Don’t worry! All is not lost. This handy guide will take you through the first steps of whiskey drinking – soon you’ll know your Glenfiddich from your Glenlivet.

Getting started: Whiskey, Rye, Bourbon & Scotch

A whiskey is the name given to a distilled spirit made from grain mash. Since ryes, bourbons and scotches are all made by this general process, they can all be considered as types of whiskey. What makes them unique is where the spirit is distilled and the type of grains being used.

The language of whiskey

When looking at whiskeys you’ll need to understand the types that are out there:

  • single malt whiskeys: made entirely at the same distillery. This will be the more common type of whiskey you can buy.
  • single cask whiskeys: where an entire batch is aged in and bottled from a single barrel. 
  • blended whiskeys: where two or more whiskeys (almost always of the same type) are blended together.

Tasting whiskey

The art of whiskey drinking is all in how you taste it.
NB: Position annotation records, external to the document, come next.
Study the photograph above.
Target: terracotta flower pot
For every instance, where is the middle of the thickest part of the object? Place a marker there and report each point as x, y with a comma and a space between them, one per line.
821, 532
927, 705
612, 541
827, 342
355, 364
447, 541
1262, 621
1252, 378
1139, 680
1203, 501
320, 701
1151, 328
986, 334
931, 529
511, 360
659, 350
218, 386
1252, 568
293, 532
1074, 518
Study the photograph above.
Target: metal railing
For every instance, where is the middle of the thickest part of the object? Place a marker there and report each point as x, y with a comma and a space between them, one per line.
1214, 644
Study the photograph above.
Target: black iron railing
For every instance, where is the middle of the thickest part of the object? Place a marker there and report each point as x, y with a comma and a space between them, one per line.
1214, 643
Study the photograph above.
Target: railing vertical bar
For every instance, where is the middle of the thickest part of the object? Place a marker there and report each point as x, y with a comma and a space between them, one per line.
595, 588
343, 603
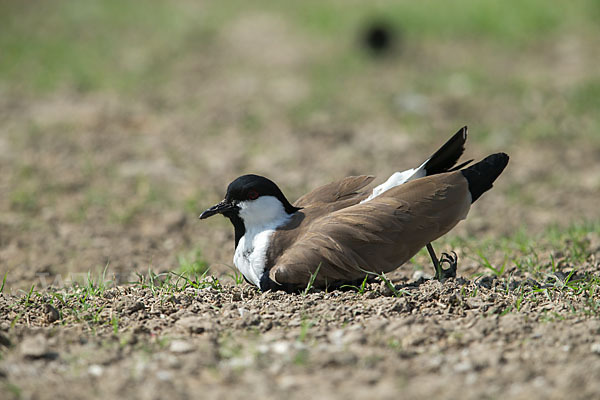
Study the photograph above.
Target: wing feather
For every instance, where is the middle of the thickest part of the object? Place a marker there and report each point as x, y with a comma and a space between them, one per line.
376, 236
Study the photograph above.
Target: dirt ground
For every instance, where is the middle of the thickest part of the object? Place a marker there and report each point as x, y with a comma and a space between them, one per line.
100, 192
Pouring a measure and slinging it back like a shot is not going to achieve anything, other than getting drunk. 

Instead, try these 4 steps and really begin to understand just how complex whiskey can be (think of it as being similar to wine tasting).

  1. start with two fingers: Put two fingers at the bottom of your glass and that is the level you want to fill it to. For the glass itself, if you are adding ice a typical whiskey glass is called a rocks glass.
  2. smell before tasting: just as with wine, you want to smell the bouquet before you take a sip. This will help you taste more. Don’t stick your nose straight in though; the alcohol will overpower the subtler smells if you do. Move the glass to your nose slowly until you can smell it strongly. 
  3. Add a drop of water: yes! A touch of water is often regarded as a good way to taste your whiskey. Not only does it dilute it (whiskey to new drinkers can be very strong) but it also helps unlock the flavours. How much water? It should be minimal, you don’t want to water it down too much. Try a teaspoon as a measure.
  4. Taste: now taste it. How does the taste compare with the smell? You should look to coat your tongue in the drink to get the full flavour.

On the rocks or neat?

Many whiskey connoisseurs disapprove of ice, it too heavily dilutes the liquor as it melts. However, many people’s preference is to drink the whiskey cool. If you do add ice, start with one cube and keep tasting. Alternatively, add one large cube and remove it once your drink has chilled. Or go for steel ice cubes!

As a final note – how you wish to drink whiskey is entirely up to you! If you want it cold with lots of ice, then add lots of ice. This guide is the “approved” way of drinking whiskey from the experts. But to truly appreciate the drink you need to actually like the drink.